Il lancio avviene in un contesto complesso per il settore. Nei primi nove mesi dell’anno Amplifon ha registrato una crescita dei ricavi dell’1,8% a cambi costanti, ma il titolo ha risentito dell’andamento negativo che ha colpito in Borsa i principali operatori del comparto. Lo sguardo di lungo periodo restituisce però un quadro diverso: negli ultimi dieci anni il titolo Amplifon ha segnato un incremento dell’80% (ieri +0,7% fra i migliori cinque del Ftse Mib), al netto dei dividendi distribuiti, che complessivamente sfiorano i 450 milioni di euro. Nello stesso arco temporale, tra il 2014 e il 2024, il gruppo ha triplicato i ricavi, arrivando a circa 2,4 miliardi di euro.
Il progetto della nuova app è stato sviluppato da Amplifon X, la divisione di ricerca e sviluppo del gruppo.

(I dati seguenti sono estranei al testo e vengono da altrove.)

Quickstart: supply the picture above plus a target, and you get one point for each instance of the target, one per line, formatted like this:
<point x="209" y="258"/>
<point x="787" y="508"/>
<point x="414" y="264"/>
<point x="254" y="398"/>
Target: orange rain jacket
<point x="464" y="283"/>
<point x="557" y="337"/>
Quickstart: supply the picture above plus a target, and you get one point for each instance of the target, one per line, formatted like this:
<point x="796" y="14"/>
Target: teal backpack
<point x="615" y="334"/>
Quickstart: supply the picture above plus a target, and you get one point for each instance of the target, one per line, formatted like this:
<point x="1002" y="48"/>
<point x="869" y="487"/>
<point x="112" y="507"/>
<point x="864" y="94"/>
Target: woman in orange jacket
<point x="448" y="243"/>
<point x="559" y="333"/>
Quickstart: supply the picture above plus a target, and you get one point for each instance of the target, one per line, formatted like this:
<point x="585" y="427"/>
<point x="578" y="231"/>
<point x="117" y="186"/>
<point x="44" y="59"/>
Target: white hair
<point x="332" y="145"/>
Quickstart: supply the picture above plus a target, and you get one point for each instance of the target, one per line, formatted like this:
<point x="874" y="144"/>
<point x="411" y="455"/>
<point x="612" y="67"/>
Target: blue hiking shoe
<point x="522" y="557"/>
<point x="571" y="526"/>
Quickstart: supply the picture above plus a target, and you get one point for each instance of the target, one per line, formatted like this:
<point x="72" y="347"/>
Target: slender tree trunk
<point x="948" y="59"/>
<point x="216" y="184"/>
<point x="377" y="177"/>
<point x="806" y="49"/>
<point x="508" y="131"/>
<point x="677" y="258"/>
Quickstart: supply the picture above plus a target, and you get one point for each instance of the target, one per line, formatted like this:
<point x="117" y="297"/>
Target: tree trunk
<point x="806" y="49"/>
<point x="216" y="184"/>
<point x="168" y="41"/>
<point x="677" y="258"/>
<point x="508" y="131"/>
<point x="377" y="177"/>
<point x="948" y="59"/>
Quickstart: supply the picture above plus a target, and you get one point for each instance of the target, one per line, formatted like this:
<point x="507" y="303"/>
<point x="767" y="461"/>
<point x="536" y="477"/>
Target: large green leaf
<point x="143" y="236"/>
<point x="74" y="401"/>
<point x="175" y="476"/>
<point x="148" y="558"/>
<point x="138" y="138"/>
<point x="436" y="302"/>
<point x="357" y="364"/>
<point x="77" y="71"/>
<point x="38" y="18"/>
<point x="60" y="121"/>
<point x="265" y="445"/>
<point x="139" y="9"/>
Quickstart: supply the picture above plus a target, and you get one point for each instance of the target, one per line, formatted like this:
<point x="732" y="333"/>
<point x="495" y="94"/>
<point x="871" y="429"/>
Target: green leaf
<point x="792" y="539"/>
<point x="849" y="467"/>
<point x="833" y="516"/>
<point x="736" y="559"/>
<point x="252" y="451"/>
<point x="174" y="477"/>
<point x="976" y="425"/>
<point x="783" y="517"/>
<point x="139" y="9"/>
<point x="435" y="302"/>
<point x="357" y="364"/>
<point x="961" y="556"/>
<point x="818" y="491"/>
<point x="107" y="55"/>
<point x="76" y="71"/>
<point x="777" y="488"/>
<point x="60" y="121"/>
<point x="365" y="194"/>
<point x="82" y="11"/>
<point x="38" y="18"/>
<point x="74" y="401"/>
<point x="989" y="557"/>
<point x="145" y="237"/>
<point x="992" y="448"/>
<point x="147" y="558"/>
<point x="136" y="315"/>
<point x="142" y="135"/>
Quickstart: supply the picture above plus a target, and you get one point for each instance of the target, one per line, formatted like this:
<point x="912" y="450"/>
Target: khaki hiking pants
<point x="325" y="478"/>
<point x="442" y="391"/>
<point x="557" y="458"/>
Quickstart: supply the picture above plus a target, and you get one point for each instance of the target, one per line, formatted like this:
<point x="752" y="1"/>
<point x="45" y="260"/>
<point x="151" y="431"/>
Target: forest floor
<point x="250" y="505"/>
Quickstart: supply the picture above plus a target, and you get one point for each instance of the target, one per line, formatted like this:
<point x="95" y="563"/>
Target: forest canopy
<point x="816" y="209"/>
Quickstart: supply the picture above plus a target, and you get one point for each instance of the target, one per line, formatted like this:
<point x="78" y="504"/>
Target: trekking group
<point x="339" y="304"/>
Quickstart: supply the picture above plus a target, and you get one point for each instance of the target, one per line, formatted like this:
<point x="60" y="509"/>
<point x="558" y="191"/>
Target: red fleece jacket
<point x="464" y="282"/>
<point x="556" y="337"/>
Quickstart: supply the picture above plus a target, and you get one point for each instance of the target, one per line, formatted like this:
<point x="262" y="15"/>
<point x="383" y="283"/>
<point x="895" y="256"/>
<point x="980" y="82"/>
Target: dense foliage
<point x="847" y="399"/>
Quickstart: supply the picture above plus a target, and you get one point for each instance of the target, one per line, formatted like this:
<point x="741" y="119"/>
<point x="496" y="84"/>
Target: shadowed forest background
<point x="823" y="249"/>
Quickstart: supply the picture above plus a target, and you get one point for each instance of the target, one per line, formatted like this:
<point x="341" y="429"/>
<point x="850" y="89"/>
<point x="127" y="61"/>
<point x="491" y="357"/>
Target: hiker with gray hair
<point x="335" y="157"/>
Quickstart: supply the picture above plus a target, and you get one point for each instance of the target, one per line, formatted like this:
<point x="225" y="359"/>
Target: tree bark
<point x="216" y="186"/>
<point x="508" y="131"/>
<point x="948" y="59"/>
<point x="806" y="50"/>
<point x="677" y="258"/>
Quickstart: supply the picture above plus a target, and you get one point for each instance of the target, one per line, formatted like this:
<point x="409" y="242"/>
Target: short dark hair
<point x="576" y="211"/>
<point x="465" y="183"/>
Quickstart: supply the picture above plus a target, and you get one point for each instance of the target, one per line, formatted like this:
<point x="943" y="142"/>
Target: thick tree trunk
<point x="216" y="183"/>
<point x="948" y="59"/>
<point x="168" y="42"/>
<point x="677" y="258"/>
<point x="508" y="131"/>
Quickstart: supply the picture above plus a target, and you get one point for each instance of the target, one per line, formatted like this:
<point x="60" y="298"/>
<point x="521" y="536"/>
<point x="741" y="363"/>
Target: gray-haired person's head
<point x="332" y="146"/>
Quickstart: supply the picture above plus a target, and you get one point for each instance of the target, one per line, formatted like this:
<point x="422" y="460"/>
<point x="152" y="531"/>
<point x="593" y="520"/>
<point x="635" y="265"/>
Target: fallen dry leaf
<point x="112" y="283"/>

Con sedi a Milano e Napoli, Amplifon X riunisce circa 50 professionisti tra sviluppatori, data analyst e designer, impegnati nella creazione di soluzioni digitali avanzate per l’audiologia. L’Intelligenza artificiale rappresenta uno dei pilastri di questa strategia, applicata non solo alla diagnosi e al supporto al paziente, ma anche alla gestione delle esigenze quotidiane legate all’uso degli apparecchi acustici.
Accanto alla tecnologia, resta centrale il ruolo degli audioprotesisti, figure chiave per Amplifon. Le competenze tecniche ed empatiche degli specialisti della salute dell’udito continuano a essere considerate un elemento insostituibile del modello di servizio, con il digitale pensato come strumento di supporto e integrazione, non come sostituzione del rapporto umano.
Fondato a Milano nel 1950, il gruppo Amplifon opera oggi in 26 Paesi con oltre 10.000 centri audiologici, impiegando più di 20.000 persone. La prevenzione e l’assistenza rappresentano i cardini della strategia industriale, e la nuova Amplifon App si inserisce in questa visione come leva per ampliare l’accesso ai servizi e rafforzare la relazione con i pazienti lungo tutto il ciclo di cura.
Il rilascio della nuova applicazione è avvenuto in modo progressivo. Dopo il debutto in Francia, Nuova Zelanda, Portogallo e Stati Uniti, la app è stata estesa ad Australia, Belgio, Germania, Italia, Olanda, Regno Unito, Spagna e Svizzera, con l’obiettivo di garantire un’esperienza digitale omogenea nei principali mercati del gruppo.
Ma l’innovazione digitale di Amplifon non si ferma all’app. Negli ultimi anni il gruppo ha sviluppato soluzioni come gli audiometri digitali OtoPad e OtoKiosk, certificati Ce e Fda, e i nuovi apparecchi Ampli-Mini Ai, miniaturizzati, ricaricabili e in grado di adattarsi in tempo reale all’ambiente sonoro. Entro la fine del 2025 è inoltre previsto il lancio in Cina di Amplifon Product Experience (Ape), la linea di prodotti a marchio Amplifon già introdotta in Argentina e Cile e oggi presente in 15 dei 26 Paesi in cui il gruppo opera.
Già per Natale il gruppo aveva lanciato la speciale campagna globale The Wish (Il regalo perfetto) Secondo l’Organizzazione mondiale della sanità, oggi nel mondo circa 1,5 miliardi di persone convivono con una forma di perdita uditiva (o ipoacusia) e il loro numero è destinato a salire a 2,5 miliardi nel 2050.